Considering Adoption for Your Baby?
• Do your research. Learn all you can about adoption and how it works. Seek out support groups and web sites that will give you a good idea of what to expect. Connect with others that have experience and knowledge regarding adoption. It’s very helpful to talk to women who have already placed their babies. They are the only ones who truly know what it feels like. Also make sure you research any agencies you are considering working with. A reputable agency will offer lots of support, including counseling before and after the adoption. They will have your best interests at heart and will never pressure you to place your baby.
• Meet with potential adoptive parents. Although it may seem scary or intimidating, it’s vital you meet with any potential adoptive parents you are considering.
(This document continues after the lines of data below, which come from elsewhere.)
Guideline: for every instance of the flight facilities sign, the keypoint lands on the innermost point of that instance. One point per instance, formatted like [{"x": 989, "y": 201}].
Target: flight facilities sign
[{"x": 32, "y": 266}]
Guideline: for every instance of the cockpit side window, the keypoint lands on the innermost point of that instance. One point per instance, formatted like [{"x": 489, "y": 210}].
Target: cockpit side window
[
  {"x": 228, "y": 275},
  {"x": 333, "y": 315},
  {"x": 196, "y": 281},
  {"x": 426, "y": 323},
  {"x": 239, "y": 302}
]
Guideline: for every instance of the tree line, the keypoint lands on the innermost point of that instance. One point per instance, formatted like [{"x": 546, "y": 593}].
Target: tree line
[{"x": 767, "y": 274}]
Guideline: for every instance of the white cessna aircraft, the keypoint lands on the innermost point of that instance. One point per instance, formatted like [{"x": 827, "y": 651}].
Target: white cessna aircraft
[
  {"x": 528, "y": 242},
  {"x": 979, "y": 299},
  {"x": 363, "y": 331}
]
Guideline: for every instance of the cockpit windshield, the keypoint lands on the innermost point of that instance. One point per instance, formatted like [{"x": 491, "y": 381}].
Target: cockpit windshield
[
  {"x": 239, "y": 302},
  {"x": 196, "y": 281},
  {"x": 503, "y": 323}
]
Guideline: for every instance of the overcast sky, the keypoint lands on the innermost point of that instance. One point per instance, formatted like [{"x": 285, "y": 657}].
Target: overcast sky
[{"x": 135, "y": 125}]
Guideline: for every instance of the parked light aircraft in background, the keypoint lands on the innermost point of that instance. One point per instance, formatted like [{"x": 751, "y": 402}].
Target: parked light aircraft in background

Don’t be afraid to ask lots of questions in order to determine if they will be the right fit. Most couples who are seeking to adopt will be more than happy to share their thoughts on parenting, religious preferences, home environment, family background, occupations, leisure activities and more. By talking with them, you will get a good sense of who they are and if you think their home will be the right environment for your child to grow up in.
• Do what feels right for you. If at any point prior to the adoption, you decide that you want to parent your child, then walk away. This is your life and your baby, so you need to feel comfortable with your decision. Many birth mothers have told me that placing their babies for adoption was the hardest thing they ever did. Some believe they made the right choice; others regret their decision and wish they would have chose to parent. Trust your instincts and make sure you do what feels right for you. No one else can or should make that choice for you.
• Decide what you’re comfortable with. Gone are the days when a birth parent placed their baby and spent years wondering how that child is doing. Today’s adoptions almost always involve some degree of openness. Decide what you’re comfortable with and what type of relationship you want to have with your child and the adoptive parents. Some birth mothers opt for phone calls and visits; others choose to receive pictures, letters and/or emails. Figure out what you want and then find a couple that wants the same kind of relationship.
• Seek counseling. Adoption is a life-changing decision and no matter how you feel about it, you will grieve your loss. It’s not something that will just go away. You will love and miss your child for the rest of your life. Expect to feel sad and depressed. Make sure you have the resources and support you need to cope with any challenges that arise.
Adoption isn’t right for everyone, but by learning and exploring your options, you will know in your heart what is right for you.